Ene yang dipangku Ibu tampak menikmati naik delman untuk pertama kalinya. Begitu menikmatinya sampai tak terdengar suaranya hehe... Ekspresinya seperti orang yang terpesona, persis ketika naik angkot (angkutan kota) untuk pertama kalinya di Cilegon hehehe... Kalau buat Uka, ini bukan kali yang pertama. Sebelumnya dia sudah pernah naik delman di Malioboro Jogja, bahkan Uka pernah naik kuda di Bromo. Selama perjalanan naik dokar ini, Uka dan Salma malah ribut mengomentari bau tahi kuda. Maklum, pas kami naiki eh.. kudanya pas BAB hahaha.. Sementara itu, Yusuf tertidur pulas di pangkuan Mbah Hardjo putri. Sepertinya dia serasa di-ayun2 dalam buaian hehe... Lumayanlah, ide dadakan ini mampu mengobati kekecewaan anak2 yang nggak jadi main komidi putar hehe...

Selasa, 01/11/05: Hari ini hari seru! Pagi lihat pemotongan sapi di belakang rumah Mbah Hardjo. Pemotongan sapi ini sudah rutin dilakukan di Manggis tiap tahun sebagai persiapan lebaran.

Jadi sudah menjadi tradisi di Manggis, sejumlah keluarga (biasanya 14-16 keluarga) urunan membeli sapi sebulan ato dua bulan menjelang lebaran untuk dipotong 2 hari menjelang hari H lebaran. Motongnya dilakukan sendiri secara gotong royong di halaman salah satu partisipan.
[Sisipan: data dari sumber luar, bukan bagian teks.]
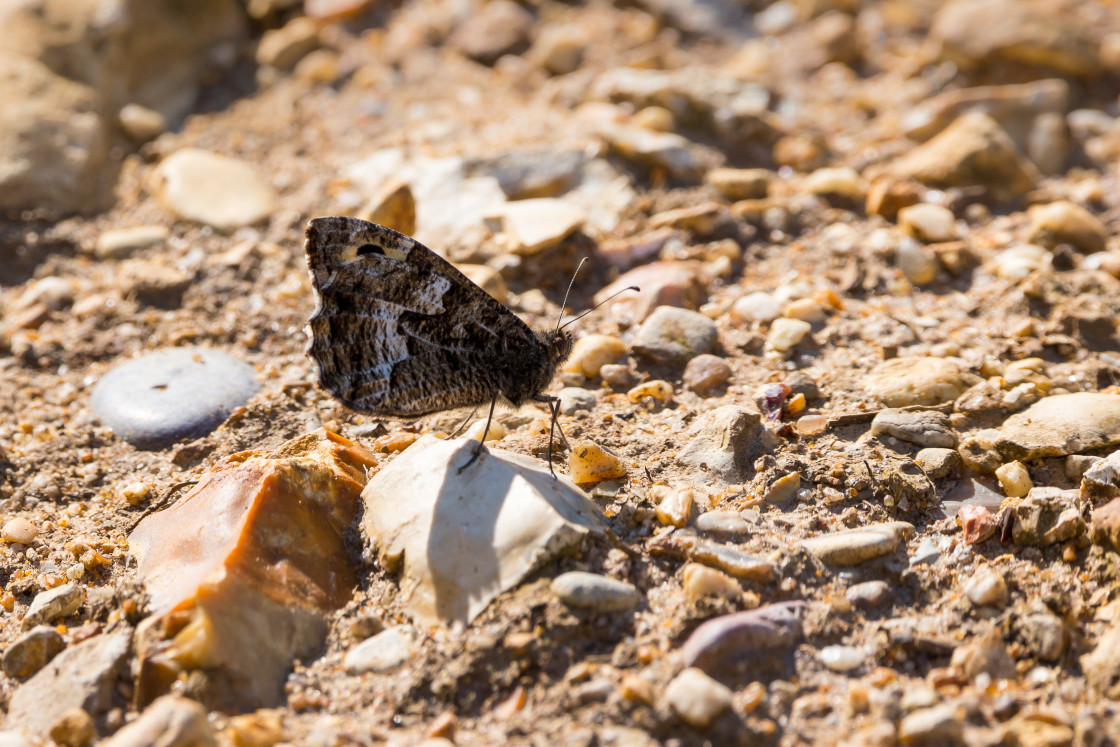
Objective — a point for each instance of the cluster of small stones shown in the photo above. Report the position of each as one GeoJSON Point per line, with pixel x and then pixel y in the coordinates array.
{"type": "Point", "coordinates": [855, 439]}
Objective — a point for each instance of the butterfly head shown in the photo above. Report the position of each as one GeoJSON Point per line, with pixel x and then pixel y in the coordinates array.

Pembagian daging sapi dan bagian2 lainnya juga sudah jelas, nggak pernah ada yang protes. Lucunya, bagian buntut yang termasuk mahal kalo di kota dan bisa jadi masakan sop buntut yang terkenal enak itu, di Manggis malah kurang populer hehe.. Untuk bagian kulit sapi, sudah ada pedagang penadahnya yang keliling dari satu lokasi pemotongan ke lokasi pemotongan yang lain. Uang hasil penjualan kulit ini dibagi rata lagi ke para partisipan.

Dengan cara seperti ini, selain terasa sekali kegotongroyongan dan keguyuban warga Manggis (hal yang sudah langka di kota besar), juga harga daging per kilonya jatuhnya lebih murah daripada beli di pasar. Dan yang jelas, terjamin masih fresh lah ya! :)


Uka dan Salma dengan latar belakang sapi yang akan dipotong di halaman rumah Mbah Harwanto (adik Mbah Hardjo kakung). Posisi rumah ini di belakang rumah Mbah Hardjo. Uka semangat, Salma masih ngantuk hehe..

Oya, ada sedikit insiden sebelum pemotongan dilaksanakan. Ceritanya Bapak ngajak Ene untuk lihat sapinya sebelum dipotong. Di tempat pemotongan, Bapak ketemu dengan tetangga dan karena lama nggak jumpa Bapak jadi asyik ngobrol. Ternyata, tanpa ada yang memperhatikan, Ene mendekat ke arah sapi yang akan disembelih itu tanpa rasa was2 ato khawatir. Hal ini baru disadari Bapak ketika Mbah Hardjo putri melihat dari kejauhan dan berteriak! Bapak langsung lari dan mengangkat Ene menjauh dari sapi. Duh Bapak, nyaris aja!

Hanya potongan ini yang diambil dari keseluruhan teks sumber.